Health insurance issuer

Under the Health Insurance Portability and Accountability Act (HIPAA), an insurance company, insurance service, or insurance organization that is licensed in the state to do business involving insurance and is subject to the state’s laws regulating insurance. This phrase does not include a group health insurance plan.

Health Insurance Portability and Accountability Act of 1996 (HIPAA)

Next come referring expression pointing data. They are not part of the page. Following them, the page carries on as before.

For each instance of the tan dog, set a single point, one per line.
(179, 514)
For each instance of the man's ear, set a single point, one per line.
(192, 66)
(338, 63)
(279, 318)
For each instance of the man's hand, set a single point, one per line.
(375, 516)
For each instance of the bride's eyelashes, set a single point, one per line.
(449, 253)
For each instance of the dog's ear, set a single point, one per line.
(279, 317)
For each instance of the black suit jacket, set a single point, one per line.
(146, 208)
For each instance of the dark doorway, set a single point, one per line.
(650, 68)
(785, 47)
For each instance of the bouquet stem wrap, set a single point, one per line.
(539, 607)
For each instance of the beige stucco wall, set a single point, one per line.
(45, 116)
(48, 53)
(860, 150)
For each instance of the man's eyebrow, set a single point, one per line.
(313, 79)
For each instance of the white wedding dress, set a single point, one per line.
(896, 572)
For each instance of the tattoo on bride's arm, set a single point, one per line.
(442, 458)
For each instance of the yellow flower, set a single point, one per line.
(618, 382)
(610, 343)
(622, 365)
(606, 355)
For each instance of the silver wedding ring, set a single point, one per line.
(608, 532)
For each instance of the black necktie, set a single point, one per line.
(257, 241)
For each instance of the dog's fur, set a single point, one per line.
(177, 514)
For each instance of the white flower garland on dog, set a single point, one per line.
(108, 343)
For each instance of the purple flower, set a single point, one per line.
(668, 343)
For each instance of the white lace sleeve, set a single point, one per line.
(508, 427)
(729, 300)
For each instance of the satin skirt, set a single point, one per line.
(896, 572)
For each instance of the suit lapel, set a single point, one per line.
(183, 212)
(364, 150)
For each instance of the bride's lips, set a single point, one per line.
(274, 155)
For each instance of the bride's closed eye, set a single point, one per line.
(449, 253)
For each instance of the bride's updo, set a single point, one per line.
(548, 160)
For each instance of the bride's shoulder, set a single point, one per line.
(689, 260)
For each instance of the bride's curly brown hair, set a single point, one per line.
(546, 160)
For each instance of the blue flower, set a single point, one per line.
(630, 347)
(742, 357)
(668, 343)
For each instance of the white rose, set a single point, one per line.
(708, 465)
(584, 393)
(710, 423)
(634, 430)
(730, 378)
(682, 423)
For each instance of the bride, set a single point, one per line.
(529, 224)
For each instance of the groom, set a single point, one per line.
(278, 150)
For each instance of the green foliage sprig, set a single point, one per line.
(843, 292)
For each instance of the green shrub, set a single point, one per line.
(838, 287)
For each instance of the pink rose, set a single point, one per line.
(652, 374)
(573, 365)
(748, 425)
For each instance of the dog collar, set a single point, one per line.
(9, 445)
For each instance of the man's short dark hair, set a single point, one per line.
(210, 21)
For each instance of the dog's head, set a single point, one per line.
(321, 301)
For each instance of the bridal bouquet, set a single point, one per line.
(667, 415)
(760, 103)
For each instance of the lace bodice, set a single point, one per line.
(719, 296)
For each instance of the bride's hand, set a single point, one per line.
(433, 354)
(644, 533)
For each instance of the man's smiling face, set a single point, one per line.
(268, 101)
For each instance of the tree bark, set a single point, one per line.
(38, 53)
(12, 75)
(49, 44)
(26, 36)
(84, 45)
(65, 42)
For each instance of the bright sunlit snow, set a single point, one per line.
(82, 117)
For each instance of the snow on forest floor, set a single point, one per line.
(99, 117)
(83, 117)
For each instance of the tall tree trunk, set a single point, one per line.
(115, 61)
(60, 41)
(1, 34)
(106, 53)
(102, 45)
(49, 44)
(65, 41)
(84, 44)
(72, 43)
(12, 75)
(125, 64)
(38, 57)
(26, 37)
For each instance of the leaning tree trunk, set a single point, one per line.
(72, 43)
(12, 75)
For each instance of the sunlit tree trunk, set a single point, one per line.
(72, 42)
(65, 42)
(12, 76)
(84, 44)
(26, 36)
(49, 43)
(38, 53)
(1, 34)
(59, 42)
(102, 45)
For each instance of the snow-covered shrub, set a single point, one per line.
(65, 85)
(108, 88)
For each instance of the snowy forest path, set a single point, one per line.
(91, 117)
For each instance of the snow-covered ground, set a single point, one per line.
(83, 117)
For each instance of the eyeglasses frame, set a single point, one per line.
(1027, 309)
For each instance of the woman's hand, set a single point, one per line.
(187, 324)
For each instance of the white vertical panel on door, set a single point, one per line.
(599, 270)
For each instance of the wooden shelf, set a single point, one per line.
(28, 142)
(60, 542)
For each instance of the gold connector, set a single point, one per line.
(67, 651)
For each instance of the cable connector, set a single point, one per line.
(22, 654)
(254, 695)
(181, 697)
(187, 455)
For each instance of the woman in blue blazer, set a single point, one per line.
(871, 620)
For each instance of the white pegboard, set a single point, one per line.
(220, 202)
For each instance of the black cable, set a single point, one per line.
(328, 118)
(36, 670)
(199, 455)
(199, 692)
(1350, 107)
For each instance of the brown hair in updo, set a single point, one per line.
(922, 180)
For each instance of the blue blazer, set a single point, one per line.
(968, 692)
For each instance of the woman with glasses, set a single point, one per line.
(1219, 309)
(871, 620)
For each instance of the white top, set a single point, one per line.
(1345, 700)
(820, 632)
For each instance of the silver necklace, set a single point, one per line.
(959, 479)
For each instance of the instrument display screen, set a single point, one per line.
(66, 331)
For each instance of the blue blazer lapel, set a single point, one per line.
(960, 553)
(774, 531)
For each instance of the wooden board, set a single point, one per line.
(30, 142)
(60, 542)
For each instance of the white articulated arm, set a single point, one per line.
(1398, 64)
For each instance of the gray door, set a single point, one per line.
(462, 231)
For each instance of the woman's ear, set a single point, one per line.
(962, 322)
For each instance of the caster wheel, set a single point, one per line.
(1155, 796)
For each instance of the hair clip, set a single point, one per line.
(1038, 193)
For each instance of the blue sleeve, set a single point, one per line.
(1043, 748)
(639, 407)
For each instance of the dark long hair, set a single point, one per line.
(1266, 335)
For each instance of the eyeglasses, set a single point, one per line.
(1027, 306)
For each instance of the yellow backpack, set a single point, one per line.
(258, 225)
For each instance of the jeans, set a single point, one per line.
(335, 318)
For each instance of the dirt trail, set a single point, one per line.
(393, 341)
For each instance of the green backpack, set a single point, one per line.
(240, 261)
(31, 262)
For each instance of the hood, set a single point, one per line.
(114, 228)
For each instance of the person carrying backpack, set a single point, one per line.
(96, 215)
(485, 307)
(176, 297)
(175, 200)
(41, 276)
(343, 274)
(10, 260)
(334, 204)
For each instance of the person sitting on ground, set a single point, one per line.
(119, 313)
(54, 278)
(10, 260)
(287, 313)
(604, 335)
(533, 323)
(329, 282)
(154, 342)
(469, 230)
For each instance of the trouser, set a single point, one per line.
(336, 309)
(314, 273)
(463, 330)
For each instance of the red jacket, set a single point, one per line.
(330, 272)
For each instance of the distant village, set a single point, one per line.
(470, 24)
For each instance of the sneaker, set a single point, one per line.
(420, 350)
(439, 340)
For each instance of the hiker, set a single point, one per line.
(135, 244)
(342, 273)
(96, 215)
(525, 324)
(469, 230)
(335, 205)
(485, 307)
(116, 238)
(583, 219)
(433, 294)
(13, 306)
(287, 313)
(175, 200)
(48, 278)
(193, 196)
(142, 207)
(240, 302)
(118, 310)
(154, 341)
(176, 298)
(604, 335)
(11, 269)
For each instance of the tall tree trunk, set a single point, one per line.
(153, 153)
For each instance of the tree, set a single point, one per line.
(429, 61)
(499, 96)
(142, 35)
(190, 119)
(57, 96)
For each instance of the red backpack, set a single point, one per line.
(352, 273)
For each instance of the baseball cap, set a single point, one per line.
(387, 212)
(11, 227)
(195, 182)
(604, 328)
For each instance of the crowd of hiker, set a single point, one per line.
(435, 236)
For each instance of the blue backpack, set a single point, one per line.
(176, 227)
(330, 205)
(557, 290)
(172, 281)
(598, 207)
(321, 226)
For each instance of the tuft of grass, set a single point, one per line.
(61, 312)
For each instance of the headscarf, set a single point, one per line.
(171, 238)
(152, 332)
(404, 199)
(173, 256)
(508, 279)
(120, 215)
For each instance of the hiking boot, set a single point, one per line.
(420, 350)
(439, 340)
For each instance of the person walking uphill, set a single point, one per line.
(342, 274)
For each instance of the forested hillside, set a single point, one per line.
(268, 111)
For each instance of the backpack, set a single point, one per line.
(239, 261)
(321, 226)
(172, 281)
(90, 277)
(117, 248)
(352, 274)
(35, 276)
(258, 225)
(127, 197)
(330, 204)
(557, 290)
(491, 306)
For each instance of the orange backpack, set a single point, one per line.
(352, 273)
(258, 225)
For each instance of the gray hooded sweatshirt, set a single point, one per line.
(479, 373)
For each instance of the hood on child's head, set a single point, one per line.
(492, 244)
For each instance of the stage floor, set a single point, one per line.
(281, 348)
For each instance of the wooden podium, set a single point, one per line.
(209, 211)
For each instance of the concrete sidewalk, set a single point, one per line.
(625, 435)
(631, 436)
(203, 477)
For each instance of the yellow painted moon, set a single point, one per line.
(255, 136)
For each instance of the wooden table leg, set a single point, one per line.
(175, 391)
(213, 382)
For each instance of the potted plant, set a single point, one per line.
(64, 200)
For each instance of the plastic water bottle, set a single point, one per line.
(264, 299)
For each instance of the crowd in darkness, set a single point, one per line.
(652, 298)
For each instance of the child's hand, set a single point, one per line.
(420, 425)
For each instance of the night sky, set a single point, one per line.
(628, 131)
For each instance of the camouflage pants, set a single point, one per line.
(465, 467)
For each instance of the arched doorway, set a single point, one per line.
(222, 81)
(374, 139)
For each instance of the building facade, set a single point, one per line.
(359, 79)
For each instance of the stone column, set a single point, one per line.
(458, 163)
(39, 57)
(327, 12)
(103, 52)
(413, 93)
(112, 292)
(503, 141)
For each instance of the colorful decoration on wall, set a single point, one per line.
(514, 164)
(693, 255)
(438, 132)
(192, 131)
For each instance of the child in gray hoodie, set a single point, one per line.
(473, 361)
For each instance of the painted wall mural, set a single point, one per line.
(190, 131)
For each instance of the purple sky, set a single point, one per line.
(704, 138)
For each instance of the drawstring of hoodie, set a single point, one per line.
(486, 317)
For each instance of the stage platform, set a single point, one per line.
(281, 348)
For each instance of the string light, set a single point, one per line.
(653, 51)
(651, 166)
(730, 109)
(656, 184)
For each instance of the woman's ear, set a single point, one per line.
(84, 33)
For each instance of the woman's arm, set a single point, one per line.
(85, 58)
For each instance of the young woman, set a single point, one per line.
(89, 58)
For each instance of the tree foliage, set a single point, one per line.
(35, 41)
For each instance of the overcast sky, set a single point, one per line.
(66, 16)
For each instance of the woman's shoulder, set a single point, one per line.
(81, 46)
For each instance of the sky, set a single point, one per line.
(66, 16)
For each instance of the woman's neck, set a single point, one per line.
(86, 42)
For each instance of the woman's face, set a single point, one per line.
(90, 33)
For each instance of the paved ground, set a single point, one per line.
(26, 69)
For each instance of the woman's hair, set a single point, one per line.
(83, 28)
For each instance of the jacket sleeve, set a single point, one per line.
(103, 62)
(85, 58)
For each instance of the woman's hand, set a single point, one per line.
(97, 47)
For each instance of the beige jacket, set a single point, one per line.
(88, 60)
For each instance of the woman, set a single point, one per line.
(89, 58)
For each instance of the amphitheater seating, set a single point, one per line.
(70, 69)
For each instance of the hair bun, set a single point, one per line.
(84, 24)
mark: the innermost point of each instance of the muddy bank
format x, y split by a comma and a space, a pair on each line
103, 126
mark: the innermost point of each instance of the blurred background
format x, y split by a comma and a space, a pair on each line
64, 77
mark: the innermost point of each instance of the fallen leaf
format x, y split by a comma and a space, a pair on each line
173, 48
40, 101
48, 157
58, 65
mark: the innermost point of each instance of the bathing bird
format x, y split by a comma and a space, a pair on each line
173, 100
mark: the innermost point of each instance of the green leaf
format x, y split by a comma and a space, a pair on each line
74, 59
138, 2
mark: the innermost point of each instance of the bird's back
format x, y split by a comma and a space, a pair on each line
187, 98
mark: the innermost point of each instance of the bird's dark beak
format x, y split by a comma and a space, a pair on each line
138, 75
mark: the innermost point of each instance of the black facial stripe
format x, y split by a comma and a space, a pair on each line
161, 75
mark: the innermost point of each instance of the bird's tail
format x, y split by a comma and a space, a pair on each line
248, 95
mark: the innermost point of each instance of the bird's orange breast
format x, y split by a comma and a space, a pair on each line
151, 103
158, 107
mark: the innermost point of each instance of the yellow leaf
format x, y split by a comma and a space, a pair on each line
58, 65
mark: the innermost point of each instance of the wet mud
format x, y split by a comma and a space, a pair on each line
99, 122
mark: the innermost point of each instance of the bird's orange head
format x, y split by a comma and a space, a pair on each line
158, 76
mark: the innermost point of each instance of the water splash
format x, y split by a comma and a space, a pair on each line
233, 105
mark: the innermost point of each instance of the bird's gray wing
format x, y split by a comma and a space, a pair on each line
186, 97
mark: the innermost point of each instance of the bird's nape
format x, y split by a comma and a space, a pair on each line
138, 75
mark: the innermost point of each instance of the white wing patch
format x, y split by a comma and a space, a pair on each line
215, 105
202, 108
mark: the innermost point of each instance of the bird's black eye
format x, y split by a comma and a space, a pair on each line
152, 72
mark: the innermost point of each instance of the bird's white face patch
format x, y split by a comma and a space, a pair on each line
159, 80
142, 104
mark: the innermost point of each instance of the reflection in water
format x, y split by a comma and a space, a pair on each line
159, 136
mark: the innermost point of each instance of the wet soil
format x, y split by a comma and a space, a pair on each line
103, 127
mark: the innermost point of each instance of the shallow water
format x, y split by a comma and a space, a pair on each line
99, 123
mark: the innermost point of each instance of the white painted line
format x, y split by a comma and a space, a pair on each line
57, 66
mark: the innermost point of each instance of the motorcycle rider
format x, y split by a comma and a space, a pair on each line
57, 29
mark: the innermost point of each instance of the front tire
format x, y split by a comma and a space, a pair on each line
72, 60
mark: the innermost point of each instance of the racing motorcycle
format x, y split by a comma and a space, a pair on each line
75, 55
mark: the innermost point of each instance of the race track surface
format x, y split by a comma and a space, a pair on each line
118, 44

Federal law designed to limit exclusions for preexisting conditions, prohibit discrimination against employees and dependents based on their health status, guarantee that health insurance is available to small employers, and guarantee renewability of insurance to all employers regardless of size. However, people must go through the Consolidated Omnibus Budget Reconciliation Act program before using HIPAA. HIPAA allows portability in that it provides continuing insurance coverage when a person changes employment. It also simplifies administrative aspects of electronic health care transactions; mandates standard transaction code sets used by providers, plans, payers, and employers; and orders security, privacy, and confidentiality of patients’ health information via electronic transmission. HIPAA requires use of national identification systems for health care patients, providers, payers or plans, and employers. This act is also known as K2, Kennedy-Kasselbaum Bill, Kennedy-Kassenbaum Bill , and Public law 104-191 .

health insurance prospective payment system (HIPPS)

Code system for procedures that is used when billing Medicare patients in skilled nursing facilities, home health agencies, inpatient rehabilitation facilities, and swing bed facilities in rural hospitals. HIPPS codes are alphanumerical codes of five digits: The first three are derived from the resource utilization group (RUG), and the last two represent a modifier code for the specific assessment. This code is put in Form Locator 44 on the UB-04 Medicare claim form. Any patient coded in one of the top 26 RUGs is a skilled patient.

Health Insurance Regulations 2013

In February 2013 IRDA passed comprehensive Regulations governing Health Business in India which as far as customer is concerned, include (a) Renewal of Policies (b) Free look period (c) Cost of pre-insurance health checkup (d) Cumulative bonus € Option to migrate (f) Disclosures and declaration (g) Standard definitions and nomenclature (h) Standard excluded items (i) Provisions relating to senior citizens (j) Upper limit and maximum cover (k) Settlement/rejection of claims (l) Administration of health policies (m) Payment of claim and (n) Portability of cover etc.